What accessories will be useful on your home carbine? Lights? Optics?
How will you be using your carbine? Will the shooting be done from inside a structure, from the interior of a vehicle, or from the topside of a boat? These considerations will also dictate the size and configuration of your carbine.
Do you want a gun that is short and light, that enhances maneuverability? Do you want something heavier and steadier for better accuracy? Maybe a combination? Will it be dark to the point where you would want an attached tactical light? Will the shooting be up close, fast and furious? Would a laser sight be a good choice to let you concentrate more on target identification and less on sight placement, all while adding the intimidation factor of the red or green dot? Oh yeah, red or green? One works better in dim light (red), the other in brighter light conditions (green).

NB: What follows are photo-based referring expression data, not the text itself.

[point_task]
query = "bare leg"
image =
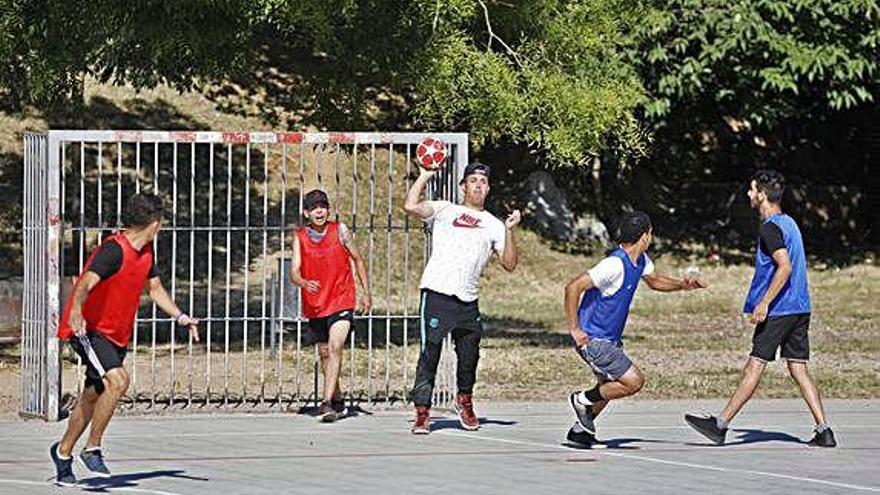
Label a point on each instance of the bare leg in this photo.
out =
(78, 420)
(809, 390)
(752, 372)
(630, 383)
(115, 385)
(333, 363)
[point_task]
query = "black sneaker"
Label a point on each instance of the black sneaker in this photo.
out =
(583, 413)
(708, 427)
(326, 413)
(824, 439)
(338, 405)
(63, 467)
(581, 438)
(93, 460)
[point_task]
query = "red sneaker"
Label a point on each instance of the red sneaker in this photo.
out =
(464, 405)
(422, 424)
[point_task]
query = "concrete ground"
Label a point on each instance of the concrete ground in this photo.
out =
(520, 448)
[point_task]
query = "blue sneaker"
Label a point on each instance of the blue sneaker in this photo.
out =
(93, 460)
(63, 467)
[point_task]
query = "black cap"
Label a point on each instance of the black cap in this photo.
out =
(315, 198)
(476, 168)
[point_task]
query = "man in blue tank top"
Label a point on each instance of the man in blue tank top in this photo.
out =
(779, 304)
(596, 322)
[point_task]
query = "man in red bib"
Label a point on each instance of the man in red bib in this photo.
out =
(321, 265)
(98, 321)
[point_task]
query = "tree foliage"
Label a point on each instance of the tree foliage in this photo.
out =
(570, 80)
(47, 47)
(762, 61)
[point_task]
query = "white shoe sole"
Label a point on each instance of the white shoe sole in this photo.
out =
(92, 473)
(589, 428)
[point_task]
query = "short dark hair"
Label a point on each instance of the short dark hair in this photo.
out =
(771, 183)
(142, 210)
(631, 226)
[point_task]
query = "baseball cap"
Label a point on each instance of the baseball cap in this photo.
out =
(315, 198)
(476, 168)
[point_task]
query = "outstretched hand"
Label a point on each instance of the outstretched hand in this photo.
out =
(513, 219)
(692, 283)
(191, 323)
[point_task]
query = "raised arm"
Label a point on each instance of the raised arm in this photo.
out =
(509, 255)
(84, 285)
(295, 269)
(573, 291)
(664, 283)
(413, 205)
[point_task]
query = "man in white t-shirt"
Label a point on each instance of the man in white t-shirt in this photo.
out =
(597, 319)
(464, 238)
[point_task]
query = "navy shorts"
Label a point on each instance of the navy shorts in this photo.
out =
(606, 359)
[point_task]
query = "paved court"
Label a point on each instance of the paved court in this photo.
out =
(519, 449)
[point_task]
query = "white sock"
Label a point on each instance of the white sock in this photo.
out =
(58, 453)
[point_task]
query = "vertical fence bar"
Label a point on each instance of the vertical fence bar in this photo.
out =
(228, 273)
(279, 364)
(406, 260)
(282, 276)
(298, 359)
(263, 316)
(153, 391)
(52, 221)
(354, 228)
(210, 294)
(247, 244)
(135, 331)
(371, 230)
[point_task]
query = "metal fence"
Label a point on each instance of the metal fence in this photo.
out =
(223, 254)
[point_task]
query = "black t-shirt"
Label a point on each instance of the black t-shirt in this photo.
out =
(108, 261)
(771, 238)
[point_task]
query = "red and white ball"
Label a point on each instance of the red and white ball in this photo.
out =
(431, 153)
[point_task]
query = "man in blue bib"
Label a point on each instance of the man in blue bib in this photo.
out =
(596, 323)
(779, 304)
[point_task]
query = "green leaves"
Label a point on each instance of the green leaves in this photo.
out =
(750, 54)
(560, 83)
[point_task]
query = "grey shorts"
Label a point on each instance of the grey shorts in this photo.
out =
(606, 359)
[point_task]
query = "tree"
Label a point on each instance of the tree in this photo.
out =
(47, 47)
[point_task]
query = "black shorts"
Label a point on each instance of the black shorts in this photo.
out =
(788, 332)
(441, 314)
(319, 328)
(108, 354)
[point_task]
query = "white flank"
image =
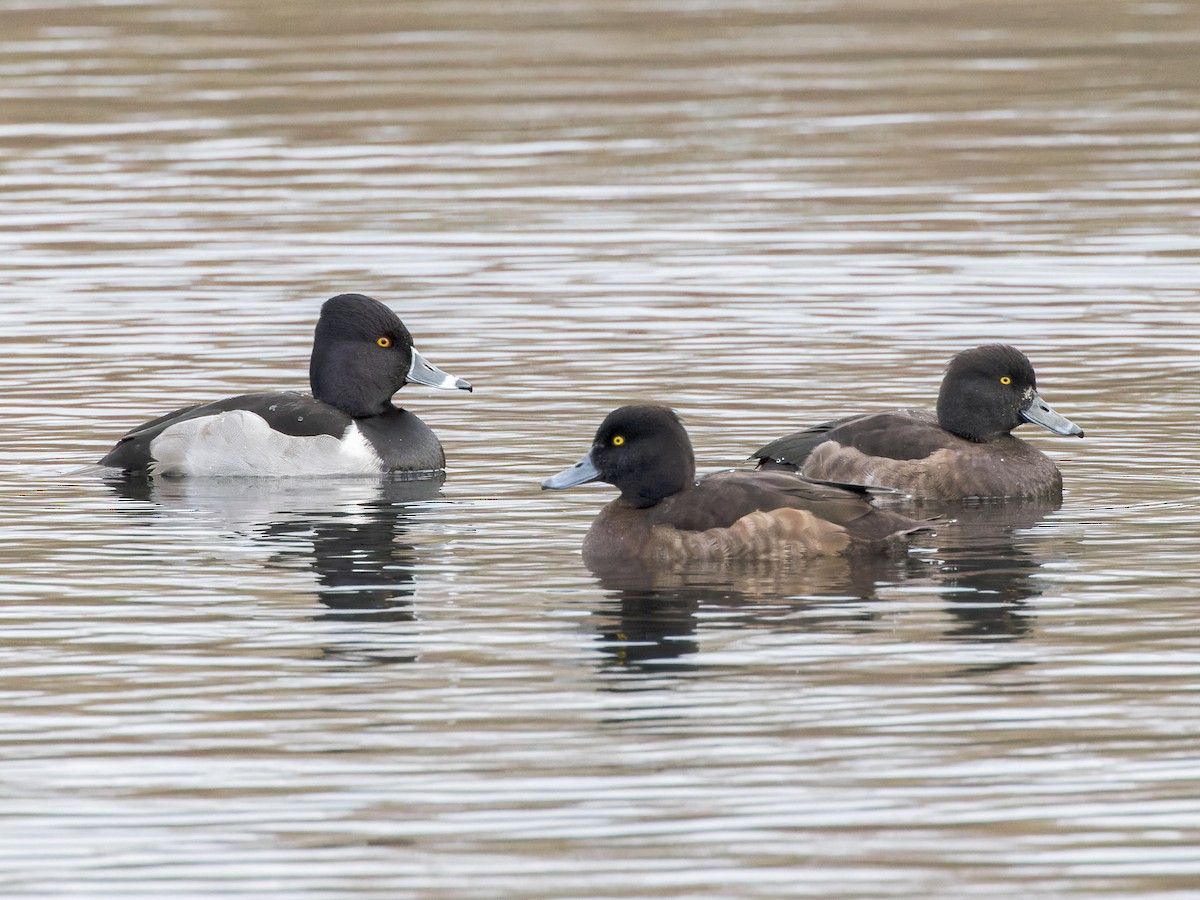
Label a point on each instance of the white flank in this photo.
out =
(240, 443)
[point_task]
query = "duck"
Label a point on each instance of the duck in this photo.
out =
(964, 450)
(665, 515)
(361, 355)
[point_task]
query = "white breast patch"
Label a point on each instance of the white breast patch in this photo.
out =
(241, 443)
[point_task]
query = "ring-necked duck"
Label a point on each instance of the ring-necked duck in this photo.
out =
(361, 355)
(665, 514)
(966, 450)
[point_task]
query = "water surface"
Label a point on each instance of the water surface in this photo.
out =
(762, 214)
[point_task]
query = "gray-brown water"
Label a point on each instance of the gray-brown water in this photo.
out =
(765, 214)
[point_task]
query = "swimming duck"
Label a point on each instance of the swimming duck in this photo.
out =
(664, 514)
(361, 355)
(965, 450)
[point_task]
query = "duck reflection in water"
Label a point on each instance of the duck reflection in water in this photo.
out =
(984, 569)
(976, 562)
(649, 625)
(349, 531)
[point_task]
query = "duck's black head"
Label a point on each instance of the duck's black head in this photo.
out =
(990, 390)
(363, 354)
(642, 450)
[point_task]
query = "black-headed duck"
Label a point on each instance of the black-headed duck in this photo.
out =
(965, 450)
(664, 514)
(361, 355)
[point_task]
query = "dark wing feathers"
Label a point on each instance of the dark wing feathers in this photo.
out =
(897, 435)
(720, 499)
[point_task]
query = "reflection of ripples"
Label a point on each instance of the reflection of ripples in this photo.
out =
(982, 570)
(655, 612)
(976, 564)
(349, 531)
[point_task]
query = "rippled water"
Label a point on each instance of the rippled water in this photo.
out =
(765, 214)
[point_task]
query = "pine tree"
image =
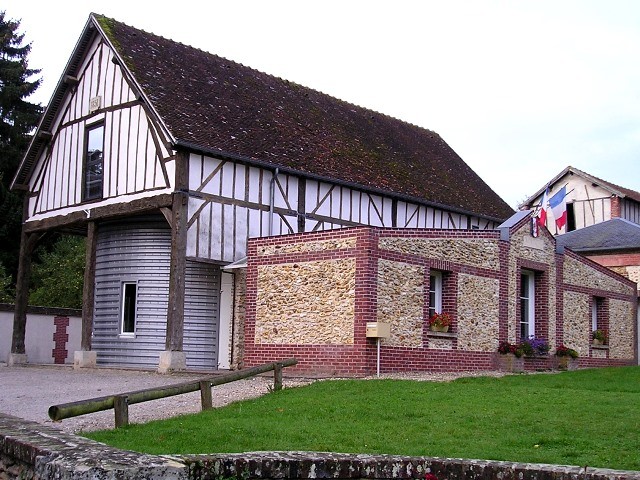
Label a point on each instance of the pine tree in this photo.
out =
(18, 119)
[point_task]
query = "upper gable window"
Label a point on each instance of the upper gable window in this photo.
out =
(93, 163)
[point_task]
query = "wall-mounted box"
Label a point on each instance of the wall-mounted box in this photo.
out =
(378, 330)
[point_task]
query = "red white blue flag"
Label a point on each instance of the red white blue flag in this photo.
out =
(559, 207)
(542, 213)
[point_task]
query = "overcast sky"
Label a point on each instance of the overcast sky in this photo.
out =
(519, 89)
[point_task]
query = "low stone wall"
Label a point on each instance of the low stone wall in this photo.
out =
(33, 451)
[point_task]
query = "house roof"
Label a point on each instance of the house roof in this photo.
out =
(614, 189)
(214, 105)
(614, 234)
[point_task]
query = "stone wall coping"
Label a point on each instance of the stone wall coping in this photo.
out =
(55, 454)
(55, 311)
(449, 335)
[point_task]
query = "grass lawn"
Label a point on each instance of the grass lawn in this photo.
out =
(587, 417)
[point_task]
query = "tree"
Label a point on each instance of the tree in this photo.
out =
(18, 119)
(58, 275)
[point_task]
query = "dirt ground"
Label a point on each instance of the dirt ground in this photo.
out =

Do you really want a weapon festooned with gadgets that add bulk, weight and will catch on things? A tactical sling will also let you drop your carbine and transition to a handgun while retaining your long gun. Do you want a lightweight barrel? Lots of steel or a hybrid of steel-and-alloy construction? A collapsible buttstock is both handy and versatile. What about a lever-action or pistol-caliber carbine that can use the same cartridge as your handgun? Is that 10-shot .357 Mag lever gun really obsolete combined with an eight-shot DA revolver in the same caliber that you can load with moon clips? Even the old M1 Carbine is still a good contender.
Ready To Defend
Okay, I’m done playing devil’s advocate. Have I provided enough material for you to think about? What you need are tools in your self-defense toolbox. If you have a plan, then you will have something to fall back on. Will you use these techniques to make a conscious decision on what carbine you may choose to protect yourself, your family, your property or others?
For my own analysis, I looked at where I live—suburbia. Surrounding homes are anywhere from 10 to 50 yards away if I have to defend against adversaries on the outside perimeter. Cover for the “bad guys” includes small to medium-sized trees and some motor vehicles on the curb, plus some lots have pine-plank privacy fences. I live in a two-story, single-family dwelling with a monitored burglar alarm; the bedrooms are upstairs and that’s where my carbine is. Home invaders of whatever kind will find we have retreated upstairs. The corner will give them some concealment, but that’s about it. My carbine is a .223 in a lightweight, sporter version with a 16-inch barrel, collapsible buttstock and CAR-15-type forend. It has a red/green variable dot sight, backed up with iron sights that co-witness through it. My 30-round magazine is stuffed with 55-grain HP “urban LE” loads, and I have a magazine of 55-grain FMJs and three others with more “urban LE” cartridges. All this plus two boxes of lighter cartridges. That’s my solution for a home defense carbine. What’s yours?